All exoskeletons that are currently available on the market are assistive exercise tools for people that are normally bound to a wheelchair; they allow them to leave their wheelchair and to walk again, but only for short distances and short times.
An ultimate promise is that such impaired wheelchair-bound persons, for example dealing with a spinal cord injury, one day can fully rely on an exoskeleton for their daily life mobility, and would not need a wheelchair at all anymore, but again could stand up and walk like a healthy subject.
However, at this moment, there are still many challenges to achieve this ultimate goal. Current exoskeletons mainly provide two functions: in the first place, they support the weight of the user, so they do not collapse because of the paralysis or lack of strength of their leg, either through supporting both legs (when standing) or only supporting the stance leg (when walking). In the second place, they support the leg swing, moving the “free” swing leg forward, thus allowing to make a step and to achieve walking. But what these exoskeletons do not do is to take care of placing the feet correctly (at the right position on the floor), or control the full body posture in such a way that the person can stand and walk in a stable, safe way, and does not lose balance and falls. For this reason, patients using current exoskeletons always need crutches or other supports to control their balance, and in fact need supervision of a caretaker of family member, to assure their safety. This obviously limits very much the autonomy and comfort for the user of such systems.
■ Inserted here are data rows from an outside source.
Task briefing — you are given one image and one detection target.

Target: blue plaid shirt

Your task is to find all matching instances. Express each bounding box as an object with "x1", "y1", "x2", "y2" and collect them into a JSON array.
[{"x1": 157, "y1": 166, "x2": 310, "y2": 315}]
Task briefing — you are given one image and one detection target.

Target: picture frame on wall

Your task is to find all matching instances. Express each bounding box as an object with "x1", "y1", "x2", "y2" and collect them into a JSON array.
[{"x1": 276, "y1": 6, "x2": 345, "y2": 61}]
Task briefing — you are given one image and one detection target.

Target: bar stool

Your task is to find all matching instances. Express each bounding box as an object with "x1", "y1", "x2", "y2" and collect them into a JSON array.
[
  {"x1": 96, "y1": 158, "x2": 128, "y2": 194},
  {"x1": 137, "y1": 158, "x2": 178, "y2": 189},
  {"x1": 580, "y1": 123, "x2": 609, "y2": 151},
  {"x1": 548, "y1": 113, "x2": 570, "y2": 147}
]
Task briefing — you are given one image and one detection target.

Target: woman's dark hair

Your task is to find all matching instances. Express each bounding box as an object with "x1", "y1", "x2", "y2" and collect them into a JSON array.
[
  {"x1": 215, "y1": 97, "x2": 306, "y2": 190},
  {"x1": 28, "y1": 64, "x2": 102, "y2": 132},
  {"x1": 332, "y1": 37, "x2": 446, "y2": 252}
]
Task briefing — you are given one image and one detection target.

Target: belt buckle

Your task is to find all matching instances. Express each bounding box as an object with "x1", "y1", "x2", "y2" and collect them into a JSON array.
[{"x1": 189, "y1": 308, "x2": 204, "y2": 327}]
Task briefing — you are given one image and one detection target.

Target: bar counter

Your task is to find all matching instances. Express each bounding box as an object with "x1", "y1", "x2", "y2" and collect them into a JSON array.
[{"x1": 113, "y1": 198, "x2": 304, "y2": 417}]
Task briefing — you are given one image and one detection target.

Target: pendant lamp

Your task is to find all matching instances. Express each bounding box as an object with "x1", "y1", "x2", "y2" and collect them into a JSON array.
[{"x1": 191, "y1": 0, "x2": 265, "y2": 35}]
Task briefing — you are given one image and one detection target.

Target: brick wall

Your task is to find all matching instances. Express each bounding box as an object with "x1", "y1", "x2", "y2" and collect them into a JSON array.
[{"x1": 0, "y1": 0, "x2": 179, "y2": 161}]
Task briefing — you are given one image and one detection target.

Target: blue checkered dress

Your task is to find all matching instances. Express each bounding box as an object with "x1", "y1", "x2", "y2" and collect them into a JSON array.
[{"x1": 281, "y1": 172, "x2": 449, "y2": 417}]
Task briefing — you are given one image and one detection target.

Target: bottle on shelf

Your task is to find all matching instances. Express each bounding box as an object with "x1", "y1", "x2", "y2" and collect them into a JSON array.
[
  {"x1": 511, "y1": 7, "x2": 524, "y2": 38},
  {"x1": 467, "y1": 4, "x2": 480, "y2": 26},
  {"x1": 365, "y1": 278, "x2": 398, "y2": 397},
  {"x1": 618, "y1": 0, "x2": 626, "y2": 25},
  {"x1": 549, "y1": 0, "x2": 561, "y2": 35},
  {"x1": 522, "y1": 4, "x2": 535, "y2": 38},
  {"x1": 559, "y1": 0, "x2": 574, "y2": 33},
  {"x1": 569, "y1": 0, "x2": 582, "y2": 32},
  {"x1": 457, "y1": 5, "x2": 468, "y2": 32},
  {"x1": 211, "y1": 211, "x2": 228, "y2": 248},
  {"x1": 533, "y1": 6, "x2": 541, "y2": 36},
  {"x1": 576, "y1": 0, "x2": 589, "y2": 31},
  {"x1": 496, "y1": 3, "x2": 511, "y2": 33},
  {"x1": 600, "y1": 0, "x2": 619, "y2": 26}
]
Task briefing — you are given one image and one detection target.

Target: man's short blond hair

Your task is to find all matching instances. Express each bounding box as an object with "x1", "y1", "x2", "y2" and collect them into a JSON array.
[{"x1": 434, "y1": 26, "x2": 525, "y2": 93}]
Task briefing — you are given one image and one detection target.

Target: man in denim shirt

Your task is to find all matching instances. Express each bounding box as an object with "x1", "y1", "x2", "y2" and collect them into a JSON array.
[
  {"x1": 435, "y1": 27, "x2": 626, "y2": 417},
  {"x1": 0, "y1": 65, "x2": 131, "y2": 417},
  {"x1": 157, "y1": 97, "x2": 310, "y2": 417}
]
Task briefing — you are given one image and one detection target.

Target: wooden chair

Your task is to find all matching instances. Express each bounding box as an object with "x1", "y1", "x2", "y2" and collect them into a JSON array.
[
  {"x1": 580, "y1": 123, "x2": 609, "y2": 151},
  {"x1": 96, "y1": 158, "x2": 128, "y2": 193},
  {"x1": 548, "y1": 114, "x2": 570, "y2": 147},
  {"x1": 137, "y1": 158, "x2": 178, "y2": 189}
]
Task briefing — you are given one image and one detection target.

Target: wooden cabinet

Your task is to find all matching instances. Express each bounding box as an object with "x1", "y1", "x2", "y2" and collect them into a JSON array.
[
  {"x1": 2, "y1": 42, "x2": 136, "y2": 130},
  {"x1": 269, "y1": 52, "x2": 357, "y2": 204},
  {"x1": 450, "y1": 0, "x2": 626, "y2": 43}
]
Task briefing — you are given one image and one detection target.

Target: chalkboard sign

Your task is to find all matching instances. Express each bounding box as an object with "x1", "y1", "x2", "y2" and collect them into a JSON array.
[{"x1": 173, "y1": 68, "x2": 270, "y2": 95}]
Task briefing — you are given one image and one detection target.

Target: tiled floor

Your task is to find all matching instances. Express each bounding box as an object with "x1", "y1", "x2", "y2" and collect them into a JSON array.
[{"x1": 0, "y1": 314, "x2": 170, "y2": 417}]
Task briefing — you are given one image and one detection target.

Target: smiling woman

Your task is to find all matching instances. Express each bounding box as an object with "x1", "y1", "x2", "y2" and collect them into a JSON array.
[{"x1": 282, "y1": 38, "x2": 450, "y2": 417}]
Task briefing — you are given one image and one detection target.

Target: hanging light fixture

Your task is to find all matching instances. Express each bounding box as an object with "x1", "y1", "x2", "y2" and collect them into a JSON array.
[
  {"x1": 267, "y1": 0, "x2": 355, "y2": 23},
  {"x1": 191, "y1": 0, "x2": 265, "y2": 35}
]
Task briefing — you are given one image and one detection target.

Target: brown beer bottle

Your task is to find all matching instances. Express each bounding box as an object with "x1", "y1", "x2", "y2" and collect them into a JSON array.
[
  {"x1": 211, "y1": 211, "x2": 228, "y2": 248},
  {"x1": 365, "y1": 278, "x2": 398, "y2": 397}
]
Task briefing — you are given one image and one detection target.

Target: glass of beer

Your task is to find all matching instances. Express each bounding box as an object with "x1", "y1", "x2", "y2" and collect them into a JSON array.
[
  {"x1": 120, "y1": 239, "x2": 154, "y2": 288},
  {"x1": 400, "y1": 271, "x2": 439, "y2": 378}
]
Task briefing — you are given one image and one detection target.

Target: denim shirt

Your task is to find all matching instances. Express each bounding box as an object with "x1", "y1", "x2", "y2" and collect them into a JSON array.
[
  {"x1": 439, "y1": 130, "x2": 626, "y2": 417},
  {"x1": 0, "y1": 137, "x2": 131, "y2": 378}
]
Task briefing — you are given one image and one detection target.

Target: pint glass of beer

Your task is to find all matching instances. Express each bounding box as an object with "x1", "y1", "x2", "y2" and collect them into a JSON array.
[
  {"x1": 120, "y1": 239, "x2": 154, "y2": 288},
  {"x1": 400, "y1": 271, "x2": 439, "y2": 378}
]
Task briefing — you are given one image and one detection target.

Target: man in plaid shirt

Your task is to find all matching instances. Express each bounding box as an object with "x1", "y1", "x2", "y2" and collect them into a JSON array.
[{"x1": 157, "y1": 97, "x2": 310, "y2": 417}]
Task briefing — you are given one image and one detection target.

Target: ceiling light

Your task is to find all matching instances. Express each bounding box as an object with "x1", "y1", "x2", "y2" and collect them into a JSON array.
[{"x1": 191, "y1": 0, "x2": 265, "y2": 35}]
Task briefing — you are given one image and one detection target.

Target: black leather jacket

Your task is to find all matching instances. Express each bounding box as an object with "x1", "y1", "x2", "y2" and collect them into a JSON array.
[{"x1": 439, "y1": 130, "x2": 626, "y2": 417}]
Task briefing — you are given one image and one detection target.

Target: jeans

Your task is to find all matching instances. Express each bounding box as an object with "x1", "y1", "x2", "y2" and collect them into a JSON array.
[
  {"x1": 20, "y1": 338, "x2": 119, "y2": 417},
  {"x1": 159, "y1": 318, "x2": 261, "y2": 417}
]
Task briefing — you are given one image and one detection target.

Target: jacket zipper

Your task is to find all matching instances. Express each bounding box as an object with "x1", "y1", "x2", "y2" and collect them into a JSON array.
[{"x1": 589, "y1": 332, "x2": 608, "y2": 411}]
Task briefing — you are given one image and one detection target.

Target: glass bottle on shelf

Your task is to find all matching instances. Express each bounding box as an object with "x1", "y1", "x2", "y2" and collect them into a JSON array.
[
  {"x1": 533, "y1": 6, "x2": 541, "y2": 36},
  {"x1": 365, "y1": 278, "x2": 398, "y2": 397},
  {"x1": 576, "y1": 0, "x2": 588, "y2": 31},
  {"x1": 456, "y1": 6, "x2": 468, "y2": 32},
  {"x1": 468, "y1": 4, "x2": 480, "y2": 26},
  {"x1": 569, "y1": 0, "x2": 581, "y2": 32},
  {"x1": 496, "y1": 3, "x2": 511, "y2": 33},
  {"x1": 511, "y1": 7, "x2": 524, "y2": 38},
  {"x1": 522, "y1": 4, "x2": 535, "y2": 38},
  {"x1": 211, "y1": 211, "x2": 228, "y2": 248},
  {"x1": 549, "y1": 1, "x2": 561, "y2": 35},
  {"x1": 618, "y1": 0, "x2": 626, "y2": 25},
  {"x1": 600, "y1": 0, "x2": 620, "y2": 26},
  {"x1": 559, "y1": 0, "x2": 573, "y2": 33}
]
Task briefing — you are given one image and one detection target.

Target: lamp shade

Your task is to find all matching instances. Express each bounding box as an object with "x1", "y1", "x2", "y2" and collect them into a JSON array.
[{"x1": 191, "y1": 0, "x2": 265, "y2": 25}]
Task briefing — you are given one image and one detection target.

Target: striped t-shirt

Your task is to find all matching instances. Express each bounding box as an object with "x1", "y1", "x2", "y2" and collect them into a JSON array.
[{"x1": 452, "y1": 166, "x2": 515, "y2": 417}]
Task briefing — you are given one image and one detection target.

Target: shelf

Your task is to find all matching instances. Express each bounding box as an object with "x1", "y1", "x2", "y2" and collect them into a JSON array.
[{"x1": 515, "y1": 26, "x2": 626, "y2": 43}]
One general goal of exoskeleton research and development is therefore to implement balance control support in exoskeletons. In the period 2013-2017, a European consortium of four European universities, one company and two research and technology organizations, have performed research on this topic in the BALANCE project.
In order to support balance through an exoskeleton, many underlying functionalities had and have to be improved. One core element of balance control is the foot placement: during walking it is essential to place the swing foot in the limited area that assures a safe posture. This is especially important in situations where balance may get lost: when we stumble, or try to recover from a not-so-well-placed prior step – then a fast, adequate corrective step is essential.
To implement foot placement in an exoskeleton, we had to work on several functions:
- develop an exoskeleton that has the degrees of freedom (motorized movement capabilities) to control also the sideways hip rotation (ab-/adduction) and the ankle movements, in order to not only move the leg in the forward direction (as all current exoskeletons can do), but also to be able to position the foot on the floor
- we had to implement a method for detection of the quality of the balance/posture to understand when a person is about to lose balance and fall,
- we had to improve our understanding of how healthy people place their foot, especially in situations where they are losing balance (for example after being pushed), and what goes wrong in this foot-placement in stroke patients; to improve such understanding we have performed many pushing experiments with healthy people and patients, to observe how one does and should react when losing balance.
What also had to be improved was the approach to interaction control: how can an exoskeleton actually support the natural movement and control of a human, and not hinder what the human is doing on own effort: how can we collaborate with an assistive exoskeleton?
Another aspect of the work was to adapt a wearable sensor suit, so that it could measure the body posture even in very difficult (metal and magnetic) environments such as indeed an exoskeleton, and to develop specific devices to study balance control in health subjects and neurological patients. Finally, we also have studied how the results of our work could be used to improve the training of stroke patients that often also suffer in their balance control because of hemiparesis (one-sided paralysis). It appeared that our work suggested promising novel training strategies for this group. More results of the project can be found through the documents shared on the project website and the scientific papers that are listed there, as well as through the project movie.
Although the BALANCE initiative achieved important results, the ultimate goal is still far away. The work will be continued in an effort to coordinate the European research in the field in the COST Action “Wearable Robots for Augmentation, Assistance or Substitution of Human Motor Functions”.